Hyperactivation of the Ras, which results from growth factor receptor activation or Ras mutation, plays a critical role for tumorigenesis. The Ras proteins are active in guanosine triphosphate (GTP)-bound form, which can be regulated by guanine exchange factors (GEF), such as Son of Sevenless (SOS), and inactive in guanosine diphosphate (GDP)-bound form, which can be regulated by Ras GTPase-activating proteins (GAPs), such as p120-RasGAP and neurofibromin 1.7
Our recent studies have uncovered an instrumental role of family with sequence similarity 129, member B (FAM129B, also known as MINERVA) in activation of Ras.7 FAM129B is up-regulated in many types of cancer, including breast, kidney, large intestine, lung, endometrial cancers, and haematopoietic and central nervous system tumors. However, the mechanism by which FAM129B is regulated, thereby promoting tumor development, was unclear.
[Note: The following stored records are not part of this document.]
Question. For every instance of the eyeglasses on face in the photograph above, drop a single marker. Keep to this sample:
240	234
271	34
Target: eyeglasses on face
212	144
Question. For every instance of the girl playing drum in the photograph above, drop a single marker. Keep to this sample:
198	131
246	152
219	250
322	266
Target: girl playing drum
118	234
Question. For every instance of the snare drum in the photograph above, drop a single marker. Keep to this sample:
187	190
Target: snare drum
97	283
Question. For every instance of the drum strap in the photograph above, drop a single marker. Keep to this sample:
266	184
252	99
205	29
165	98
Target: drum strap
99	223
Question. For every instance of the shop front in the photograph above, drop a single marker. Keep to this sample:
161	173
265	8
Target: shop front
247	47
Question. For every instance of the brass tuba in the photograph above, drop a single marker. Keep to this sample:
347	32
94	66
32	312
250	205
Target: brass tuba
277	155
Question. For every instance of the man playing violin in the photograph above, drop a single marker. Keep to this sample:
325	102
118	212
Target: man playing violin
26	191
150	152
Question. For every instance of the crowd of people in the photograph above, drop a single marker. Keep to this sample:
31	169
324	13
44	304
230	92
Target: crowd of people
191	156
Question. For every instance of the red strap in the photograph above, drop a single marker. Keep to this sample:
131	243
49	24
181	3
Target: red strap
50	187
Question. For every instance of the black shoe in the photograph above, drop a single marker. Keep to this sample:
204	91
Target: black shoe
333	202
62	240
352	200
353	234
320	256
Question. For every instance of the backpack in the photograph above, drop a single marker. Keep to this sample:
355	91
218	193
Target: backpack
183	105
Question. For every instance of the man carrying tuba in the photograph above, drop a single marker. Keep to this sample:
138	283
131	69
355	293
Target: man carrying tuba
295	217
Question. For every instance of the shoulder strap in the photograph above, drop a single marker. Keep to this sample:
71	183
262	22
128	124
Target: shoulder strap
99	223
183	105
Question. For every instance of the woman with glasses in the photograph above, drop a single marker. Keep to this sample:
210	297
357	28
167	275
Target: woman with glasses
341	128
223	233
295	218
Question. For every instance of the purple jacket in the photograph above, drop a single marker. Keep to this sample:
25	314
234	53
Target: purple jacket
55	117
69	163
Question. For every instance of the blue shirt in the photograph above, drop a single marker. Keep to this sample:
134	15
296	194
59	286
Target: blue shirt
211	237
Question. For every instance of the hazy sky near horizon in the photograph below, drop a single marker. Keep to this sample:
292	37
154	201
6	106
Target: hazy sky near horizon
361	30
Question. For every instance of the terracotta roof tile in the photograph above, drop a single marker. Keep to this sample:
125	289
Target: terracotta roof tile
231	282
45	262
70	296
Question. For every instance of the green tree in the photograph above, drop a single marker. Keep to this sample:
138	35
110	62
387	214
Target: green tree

We showed that EGFR activation results in increased binding of SOS to H-Ras while p120-RasGAP was dissociated from H-Ras upon EGF stimulation. Depletion of FAM129B, which did not affect the binding of SOS to Ras and activity of SOS, increased the basal level of the interaction between p120-RasGAP and H-Ras and largely abrogated EGF-induced dissociation of p120-RasGAP from H-Ras, thereby inhibiting Ras activation. To understand the mechanism underlying this observation, we found that EGF stimulation induced a direct interaction between EGFR and FAM129B, leading to EGFR-dependent FAM129B phosphorylation at Y593. This phosphorylation allowed FAM129B to bind to both H-Ras and K-Ras, which facilitated the dissociation of p120RasGAP from Ras without affecting the binding of SOS to Ras. Consequently, FAM129B Y593 phosphorylation promoted a full activation of H-Ras and K-Ras and its downstream ERK1/2, which in turn activated β-catenin-dependent gene transcription by CK2α-mediated release of β-catenin from α-catenin complex and the interaction between nuclear PKM2 and β-catenin. Thus, FAM129B positively regulates β-catenin/TCF/LEF transcription complex promoted cyclin D1, c-Myc, and PKM2 expressions, which in turn promoted the cell cycle progression, the Warburg effect, tumor cell proliferation, and brain tumorigenesis in mice (Fig. 1).7
Given that FAM129B has been found highly expressed in many types of cancers, the identification of the essential function of FAM129B in activation of Ras and subsequent regulation of the Warburg effect and tumor cell proliferation provides new approaches to disrupt the oncogenic signaling from growth factor receptors and Ras for cancer treatment.
No potential conflicts of interest were disclosed.